Sintomas depressivos têm alta prevalência na população idosa, porém esta sofre importante variação dependendo da escala utilizada para avaliar tais sintomas e a região onde vivem os indivíduos avaliados2. No entanto, a maioria dos estudos de prevalência apresenta resultado superior a 10% para transtornos depressivos em idosos requerendo tratamento2. No Brasil, dois estudos realizados em diferentes regiões com idosos residentes na comunidade apresentaram prevalência de sintomatologia depressiva em torno de 20%3,4.
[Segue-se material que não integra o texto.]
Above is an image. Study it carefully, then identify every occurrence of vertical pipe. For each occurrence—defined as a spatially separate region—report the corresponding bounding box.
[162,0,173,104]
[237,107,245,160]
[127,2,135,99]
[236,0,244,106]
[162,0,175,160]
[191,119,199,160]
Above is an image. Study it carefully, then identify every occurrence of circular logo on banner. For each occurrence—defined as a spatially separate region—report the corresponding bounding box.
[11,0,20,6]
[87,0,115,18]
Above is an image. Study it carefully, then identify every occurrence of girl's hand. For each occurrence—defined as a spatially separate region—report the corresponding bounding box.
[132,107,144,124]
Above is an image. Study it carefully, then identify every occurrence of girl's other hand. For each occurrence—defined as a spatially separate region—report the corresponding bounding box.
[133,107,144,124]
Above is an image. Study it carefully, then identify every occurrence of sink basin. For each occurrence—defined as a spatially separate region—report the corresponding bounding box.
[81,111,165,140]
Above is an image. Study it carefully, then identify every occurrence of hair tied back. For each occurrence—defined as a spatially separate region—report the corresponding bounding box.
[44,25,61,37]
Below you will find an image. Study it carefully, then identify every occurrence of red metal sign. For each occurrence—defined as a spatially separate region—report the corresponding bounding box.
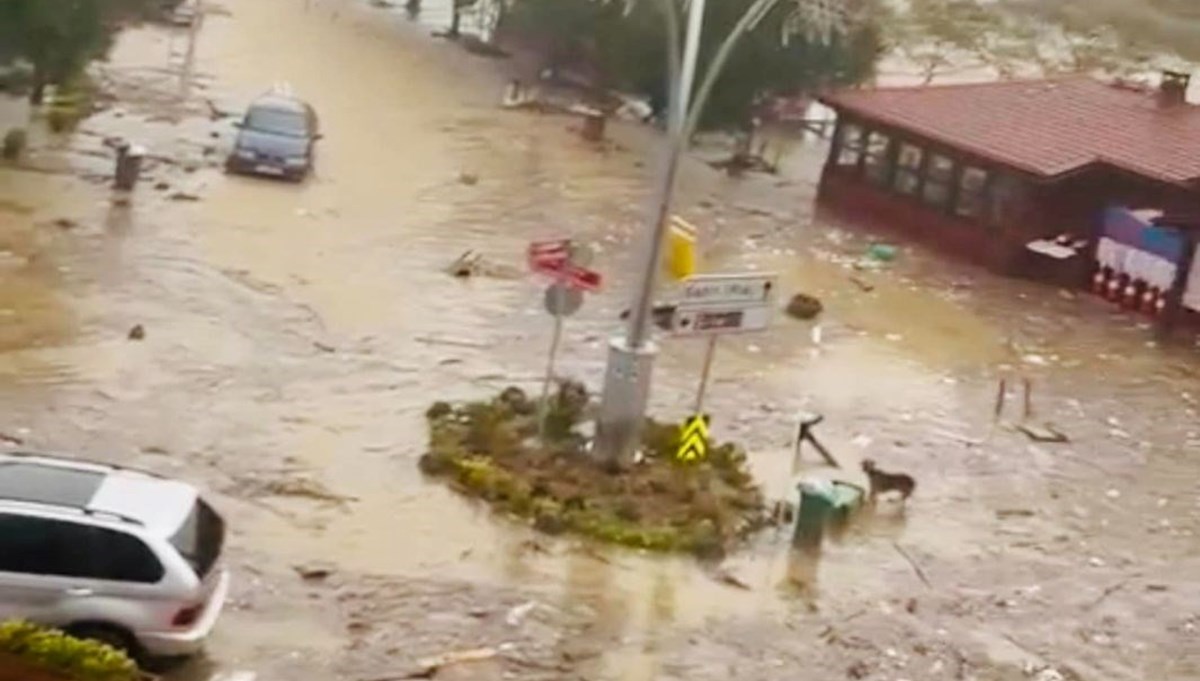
[526,239,602,291]
[526,239,571,275]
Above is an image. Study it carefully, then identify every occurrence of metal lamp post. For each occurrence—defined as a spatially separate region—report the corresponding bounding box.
[593,0,844,466]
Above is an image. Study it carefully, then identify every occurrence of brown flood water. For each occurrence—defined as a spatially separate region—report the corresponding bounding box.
[0,0,1200,680]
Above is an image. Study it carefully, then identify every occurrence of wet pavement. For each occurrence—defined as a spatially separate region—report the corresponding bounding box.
[0,0,1200,681]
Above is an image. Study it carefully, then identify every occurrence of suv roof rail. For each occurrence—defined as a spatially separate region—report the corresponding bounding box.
[0,498,145,528]
[0,450,163,480]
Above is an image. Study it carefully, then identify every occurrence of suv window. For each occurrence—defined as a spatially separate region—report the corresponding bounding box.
[170,499,224,579]
[246,107,308,137]
[0,513,163,584]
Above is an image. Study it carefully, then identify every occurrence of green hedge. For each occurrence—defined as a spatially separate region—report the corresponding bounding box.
[0,621,139,681]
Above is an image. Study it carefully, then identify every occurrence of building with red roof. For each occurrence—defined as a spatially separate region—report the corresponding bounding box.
[818,73,1200,330]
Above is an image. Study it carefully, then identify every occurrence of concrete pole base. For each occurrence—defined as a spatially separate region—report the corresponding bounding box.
[592,338,659,469]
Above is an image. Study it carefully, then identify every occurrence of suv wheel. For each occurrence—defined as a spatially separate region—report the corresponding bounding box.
[65,622,140,659]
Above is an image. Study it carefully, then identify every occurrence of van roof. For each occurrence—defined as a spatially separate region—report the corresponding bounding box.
[0,453,199,537]
[250,92,306,113]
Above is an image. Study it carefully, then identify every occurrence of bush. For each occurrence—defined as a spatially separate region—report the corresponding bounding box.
[0,128,29,161]
[0,621,138,681]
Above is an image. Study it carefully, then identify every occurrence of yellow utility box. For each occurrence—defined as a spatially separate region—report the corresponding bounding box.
[662,216,696,281]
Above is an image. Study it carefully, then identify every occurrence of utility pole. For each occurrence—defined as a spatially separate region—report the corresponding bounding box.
[179,0,204,101]
[593,0,826,468]
[593,0,704,468]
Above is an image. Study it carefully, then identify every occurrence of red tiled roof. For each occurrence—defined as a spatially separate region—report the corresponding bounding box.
[821,77,1200,185]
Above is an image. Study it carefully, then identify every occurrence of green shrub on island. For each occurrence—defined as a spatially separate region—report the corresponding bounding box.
[0,621,139,681]
[420,381,764,558]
Apesar de prevalentes, sintomas depressivos usualmente são pouco investigados5 e subdiagnosticados6 na população idosa. Demência, doenças físicas, perda da independência e suicídio são muito mais comuns na velhice, corroborando para maior prevalência de depressão nessa população7. Em contrapartida, o não tratamento da depressão no idoso pode piorar o prognóstico de enfermidades físicas, causar alterações cognitivas e aumentar o índice de mortalidade desses indivíduos8, levando a maior sofrimento do paciente e de sua família e a maiores gastos com cuidados de saúde.

É importante, também, mencionar alguns fatores descritos como associados à depressão na literatura. Uma metanálise de 20 estudos longitudinais publicados em língua inglesa e francesa demonstrou como importantes fatores de risco para depressão entre idosos comunitários o luto, distúrbios do sono, incapacidade, depressão prévia e sexo feminino9. No Brasil, um estudo transversal avaliando mais de 7 mil indivíduos idosos residentes na comunidade evidenciou baixa renda e piores condições sociais, de saúde e funcionais como fatores associados à depressão3.

Dentre esses fatores associados, cabe ressaltar a incapacidade funcional, ou seja, a dependência desse grupo de pacientes do auxílio de outros para a realização de atividades de vida diária (AVD). Tal incapacidade pode afetar consideravelmente a qualidade de vida deles e ter influência nos cuidados futuros10. Além disso, a incapacidade funcional encontra-se associada de forma bidirecional com sintomas depressivos, podendo ser apontada na literatura tanto como fator de risco9 como fator resultante dele11,12.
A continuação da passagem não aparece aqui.